Osague arrived in Akure wearing the regalia of a Benin chief and presented the Chalk of Good Tidings to Arakale. A dispute later occurred between one of Osague's wives and a tobacco seller, which escalated into a broader conflict. Osague was killed during the altercation, and his coral beads were taken by Arakale. News of the incident reached Benin City, where the death of the Oba's emissary was recorded. Oba Osemwende subsequently ordered a military expedition against Akure.

== Course ==
The Benin expedition was organised under several senior military leaders, including three principal commanders and two front commanders, each responsible for different divisions and routes of advance.

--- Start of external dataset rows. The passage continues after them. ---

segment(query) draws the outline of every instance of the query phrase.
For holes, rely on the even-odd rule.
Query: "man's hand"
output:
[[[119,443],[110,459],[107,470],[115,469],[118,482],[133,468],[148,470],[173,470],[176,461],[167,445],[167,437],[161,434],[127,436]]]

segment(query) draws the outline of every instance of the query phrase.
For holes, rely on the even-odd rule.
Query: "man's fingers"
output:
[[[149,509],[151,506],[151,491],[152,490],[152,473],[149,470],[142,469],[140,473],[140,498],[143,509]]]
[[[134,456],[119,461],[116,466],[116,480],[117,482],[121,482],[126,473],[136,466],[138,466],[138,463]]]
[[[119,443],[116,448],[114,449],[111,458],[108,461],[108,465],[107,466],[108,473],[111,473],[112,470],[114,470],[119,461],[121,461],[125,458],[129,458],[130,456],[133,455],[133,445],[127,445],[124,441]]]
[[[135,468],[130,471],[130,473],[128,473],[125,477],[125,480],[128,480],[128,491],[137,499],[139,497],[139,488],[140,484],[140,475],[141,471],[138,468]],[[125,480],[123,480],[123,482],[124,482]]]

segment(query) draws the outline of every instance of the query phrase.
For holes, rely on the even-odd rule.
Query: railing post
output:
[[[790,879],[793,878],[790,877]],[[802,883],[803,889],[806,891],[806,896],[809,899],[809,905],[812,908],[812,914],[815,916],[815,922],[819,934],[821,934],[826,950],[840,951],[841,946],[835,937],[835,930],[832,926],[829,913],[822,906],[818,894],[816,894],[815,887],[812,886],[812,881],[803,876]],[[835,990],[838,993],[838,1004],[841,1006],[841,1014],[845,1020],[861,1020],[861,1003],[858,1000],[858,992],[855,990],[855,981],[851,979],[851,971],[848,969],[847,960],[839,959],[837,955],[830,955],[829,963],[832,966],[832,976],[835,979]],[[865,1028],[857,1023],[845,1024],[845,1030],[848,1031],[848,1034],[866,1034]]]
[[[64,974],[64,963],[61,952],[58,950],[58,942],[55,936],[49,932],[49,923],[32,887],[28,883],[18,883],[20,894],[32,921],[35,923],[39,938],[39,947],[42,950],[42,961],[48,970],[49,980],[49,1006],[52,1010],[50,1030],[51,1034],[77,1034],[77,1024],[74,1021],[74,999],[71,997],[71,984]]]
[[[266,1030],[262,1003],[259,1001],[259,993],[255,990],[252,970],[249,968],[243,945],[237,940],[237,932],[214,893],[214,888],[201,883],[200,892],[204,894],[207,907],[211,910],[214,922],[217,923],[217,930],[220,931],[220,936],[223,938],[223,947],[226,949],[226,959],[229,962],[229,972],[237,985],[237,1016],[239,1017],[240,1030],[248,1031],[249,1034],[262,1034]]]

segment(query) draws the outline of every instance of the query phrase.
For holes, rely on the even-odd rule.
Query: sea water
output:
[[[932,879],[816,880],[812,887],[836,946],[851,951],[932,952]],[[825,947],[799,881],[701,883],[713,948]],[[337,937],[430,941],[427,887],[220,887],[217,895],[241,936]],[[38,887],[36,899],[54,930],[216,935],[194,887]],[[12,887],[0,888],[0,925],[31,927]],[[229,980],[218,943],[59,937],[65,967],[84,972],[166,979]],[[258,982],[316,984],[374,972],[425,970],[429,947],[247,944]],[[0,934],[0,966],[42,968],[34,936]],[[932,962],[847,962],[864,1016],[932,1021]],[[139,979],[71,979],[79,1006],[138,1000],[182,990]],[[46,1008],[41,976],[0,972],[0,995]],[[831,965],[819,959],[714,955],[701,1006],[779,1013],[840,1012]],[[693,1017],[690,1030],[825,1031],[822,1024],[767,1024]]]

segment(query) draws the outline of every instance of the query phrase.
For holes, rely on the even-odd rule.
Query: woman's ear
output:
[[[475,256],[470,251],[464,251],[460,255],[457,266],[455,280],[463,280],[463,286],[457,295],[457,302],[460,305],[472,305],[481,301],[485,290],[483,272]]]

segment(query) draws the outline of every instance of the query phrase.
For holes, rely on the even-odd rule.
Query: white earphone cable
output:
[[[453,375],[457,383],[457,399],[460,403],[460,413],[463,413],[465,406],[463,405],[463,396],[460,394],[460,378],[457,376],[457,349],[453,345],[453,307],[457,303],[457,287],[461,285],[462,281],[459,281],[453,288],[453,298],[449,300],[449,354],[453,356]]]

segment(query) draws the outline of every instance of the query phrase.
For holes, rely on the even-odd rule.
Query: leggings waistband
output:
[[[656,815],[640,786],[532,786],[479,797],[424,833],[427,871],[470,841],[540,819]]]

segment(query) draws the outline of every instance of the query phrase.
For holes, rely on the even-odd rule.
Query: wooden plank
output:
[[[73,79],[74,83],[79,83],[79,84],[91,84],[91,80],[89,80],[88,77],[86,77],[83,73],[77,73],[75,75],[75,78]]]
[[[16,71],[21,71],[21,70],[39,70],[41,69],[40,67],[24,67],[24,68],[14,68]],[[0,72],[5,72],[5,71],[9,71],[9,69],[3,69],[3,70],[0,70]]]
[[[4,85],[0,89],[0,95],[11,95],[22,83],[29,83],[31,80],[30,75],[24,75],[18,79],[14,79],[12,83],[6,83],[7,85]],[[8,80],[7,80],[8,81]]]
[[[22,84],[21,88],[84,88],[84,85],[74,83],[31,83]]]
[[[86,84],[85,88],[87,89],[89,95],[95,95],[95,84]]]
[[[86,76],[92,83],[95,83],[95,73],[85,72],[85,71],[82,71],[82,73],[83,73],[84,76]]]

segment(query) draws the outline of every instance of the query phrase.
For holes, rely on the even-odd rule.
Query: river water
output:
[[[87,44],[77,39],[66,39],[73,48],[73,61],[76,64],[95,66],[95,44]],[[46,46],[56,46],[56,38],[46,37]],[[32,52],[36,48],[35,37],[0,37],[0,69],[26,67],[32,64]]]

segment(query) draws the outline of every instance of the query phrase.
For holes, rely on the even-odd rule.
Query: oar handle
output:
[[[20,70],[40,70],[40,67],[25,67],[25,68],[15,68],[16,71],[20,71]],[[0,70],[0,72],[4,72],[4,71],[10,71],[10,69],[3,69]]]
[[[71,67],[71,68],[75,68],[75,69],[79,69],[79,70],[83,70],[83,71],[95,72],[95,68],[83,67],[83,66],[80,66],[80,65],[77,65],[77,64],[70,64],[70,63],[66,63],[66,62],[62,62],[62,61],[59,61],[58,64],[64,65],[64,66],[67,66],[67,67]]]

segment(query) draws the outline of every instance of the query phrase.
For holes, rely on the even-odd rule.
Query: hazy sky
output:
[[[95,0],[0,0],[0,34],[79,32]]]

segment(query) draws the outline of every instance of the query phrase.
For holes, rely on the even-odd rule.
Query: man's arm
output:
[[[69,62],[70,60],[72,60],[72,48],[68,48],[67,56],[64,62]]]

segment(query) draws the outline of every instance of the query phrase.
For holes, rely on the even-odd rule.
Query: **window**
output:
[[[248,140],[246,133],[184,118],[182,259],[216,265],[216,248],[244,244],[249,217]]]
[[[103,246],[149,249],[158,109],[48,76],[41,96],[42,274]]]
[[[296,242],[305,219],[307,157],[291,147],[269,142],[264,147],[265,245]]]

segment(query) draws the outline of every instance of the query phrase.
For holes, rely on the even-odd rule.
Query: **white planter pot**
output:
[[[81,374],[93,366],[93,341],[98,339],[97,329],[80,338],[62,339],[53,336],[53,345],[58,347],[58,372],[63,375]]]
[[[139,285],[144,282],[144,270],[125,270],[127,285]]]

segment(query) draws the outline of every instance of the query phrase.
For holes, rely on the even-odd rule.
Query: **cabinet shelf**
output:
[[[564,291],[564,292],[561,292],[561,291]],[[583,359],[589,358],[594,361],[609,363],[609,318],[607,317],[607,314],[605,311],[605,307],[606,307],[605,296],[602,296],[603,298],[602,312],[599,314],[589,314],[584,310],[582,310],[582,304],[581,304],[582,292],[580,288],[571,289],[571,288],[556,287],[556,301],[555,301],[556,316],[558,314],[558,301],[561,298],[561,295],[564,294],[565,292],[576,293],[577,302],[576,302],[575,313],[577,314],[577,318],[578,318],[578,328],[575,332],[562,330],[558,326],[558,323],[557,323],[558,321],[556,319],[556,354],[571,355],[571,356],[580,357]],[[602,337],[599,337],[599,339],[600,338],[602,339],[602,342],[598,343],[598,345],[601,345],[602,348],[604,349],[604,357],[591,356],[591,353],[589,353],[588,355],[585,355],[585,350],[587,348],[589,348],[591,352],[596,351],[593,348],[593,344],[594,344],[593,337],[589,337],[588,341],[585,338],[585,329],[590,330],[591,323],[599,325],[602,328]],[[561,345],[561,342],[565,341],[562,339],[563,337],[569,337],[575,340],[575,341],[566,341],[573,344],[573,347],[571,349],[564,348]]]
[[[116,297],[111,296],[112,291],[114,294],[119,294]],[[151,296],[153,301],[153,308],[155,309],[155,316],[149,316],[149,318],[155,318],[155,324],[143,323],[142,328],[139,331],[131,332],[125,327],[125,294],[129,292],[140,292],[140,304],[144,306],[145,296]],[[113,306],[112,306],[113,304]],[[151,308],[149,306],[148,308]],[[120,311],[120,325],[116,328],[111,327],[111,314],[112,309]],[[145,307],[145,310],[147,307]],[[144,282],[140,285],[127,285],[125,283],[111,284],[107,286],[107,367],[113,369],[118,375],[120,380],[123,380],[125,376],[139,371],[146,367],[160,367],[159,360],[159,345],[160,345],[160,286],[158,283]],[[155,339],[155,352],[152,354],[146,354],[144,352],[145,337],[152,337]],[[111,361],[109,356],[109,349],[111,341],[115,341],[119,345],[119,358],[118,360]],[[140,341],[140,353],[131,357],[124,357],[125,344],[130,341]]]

The roles of Ezomo, Ologbosere, and Imaran were held by Erebor, General Ologbosere, and another commander. Imadiyi and Oyodo served as front commanders.

As the Benin forces advanced, they encountered resistance from the Akure army under the Deji. The Benin commanders approached Akure through different routes. Their operations extended to Akure, Ilawe, and Igbara‑Odo, pushing these areas northward along with the towns of Ewi. The Benin strategy involved encirclement, countering Akure's defensive efforts.

Benin forces captured Akure after an assault. The Deji, Arakale, was executed, and his son Adésọ́rọ̀ (Osupa) was taken to Benin. The Benin army suppressed resistance in the surrounding area. Captives, livestock, and valuables were taken, and Akure was required to pay an annual tribute that included slaves, ivory, and coral. Akure thereafter became a vassal state under Benin.

== Consequences ==
The war had long‑term effects on both Akure and Benin. In Akure, defeat resulted in the loss of autonomy and incorporation into Benin's political sphere. The Deji was required to acknowledge the authority of the Oba of Benin and to provide tribute.

For Benin, the campaign extended its influence over Akure and neighbouring areas. Tribute and other resources from Akure increased the Oba's authority and revenue.

Benin's campaign was supported by additional forces, including contingents from the Ikerres in eastern Yorubaland and from the Esan chiefdom of Irrua. The Onojie of Uromi's assistance was acknowledged by the Oba, who granted him inheritance rights over the property of childless individuals in Uromi. After Akure's subjugation, Benin commanders Imadiyi and Oyodo established a base at Otun, which facilitated further operations in the Ekiti region and other parts of eastern Yorubaland. These campaigns brought several towns under Benin authority, with Ekiti rulers required to acknowledge the Oba through tribute.

== Legacy ==
In 1834, several years after the Akure conquest, the Oba of Benin released Adésọ́rọ̀, the son of Arakale, from captivity and appointed him Deji of Akure. He assumed the title Osupa I (Osupa lati Ado wa) and was given responsibilities linked to Benin's administration of the Ekiti region. A man named Orhuon (Orhuonkedo)—identified in some accounts as the figure known in Akure history as "Osuon," a son of Oba Ausi—had earlier declared himself Deji but died by suicide after learning of Osupa I's arrival with representatives of the Oba.

A cannonball preserved at the Benin City National Museum—possibly linked to the destruction of the Deji's palace—is referenced in the writings of Jacob Egharevba.